寂しさなのからなのか、羨ましさからなのか
それとも、懐かしさからなのか
何とも言えない気分で廊下を歩く中
心の中で桜奈に語りかける。
(夫婦喧嘩は、犬も食わないっても言うけど
栞が戻ってきてくれて、丸く収まりそうで
良かったよね。

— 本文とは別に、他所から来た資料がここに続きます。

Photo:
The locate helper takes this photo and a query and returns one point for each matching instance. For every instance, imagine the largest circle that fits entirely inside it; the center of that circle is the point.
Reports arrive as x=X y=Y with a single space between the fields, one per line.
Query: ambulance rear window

桜奈・・・)
返事など返ってくるはずもないのだが
家康には
『そうですね。
ほんとに、ようございました』
と、にっこりと微笑む桜奈の姿が
思い浮かぶ。
桜奈が、この世を去ってからも
家康の心の中で、桜奈はずっと
生き続けている。
桜奈なら、きっとそう言うだろう
そう思いながら、また前を向き歩き出す家康
だった。
家康が出て行ったあと
しっかりと、抱きしめ合う信長と栞。
お互いの存在を確かめ合うように
深く口づけを交わすと、またぎゅーっと
抱きしめ合った。
『信長様、私の留守の間、凛桜は
大丈夫でしたか?』
1番気がかりだった娘のことを尋ねた。
『ああ、あいつは誰に似たのか
頑固だが、道理がわかれば
聞き分ける聡い子だ。
わし同様、貴様の帰りを信じて
疑ってはおらぬようだったぞ。
それに、貴様がいなくなったあと
破談の理由も伝えたが
わしを信じて待つと言いおった。
まるで、桜奈と重なるようだった』
『そうですか・・・桜奈さんみたいに
成長してくれてるんですね・・良かった・・』
娘の成長を、夫と分かち合える喜びに
栞の目には、また涙が零れ
それを拭いながら
『信長様、勝手をして心配を
かけてしまいましたが、里帰りして良かったです。
向こうで、また桜奈さんに会えました』
突然の告白に、栞を身体から離すと
栞の顔を見つめ
『それは、どう言うことだ?』と
驚いたように尋ねる信長。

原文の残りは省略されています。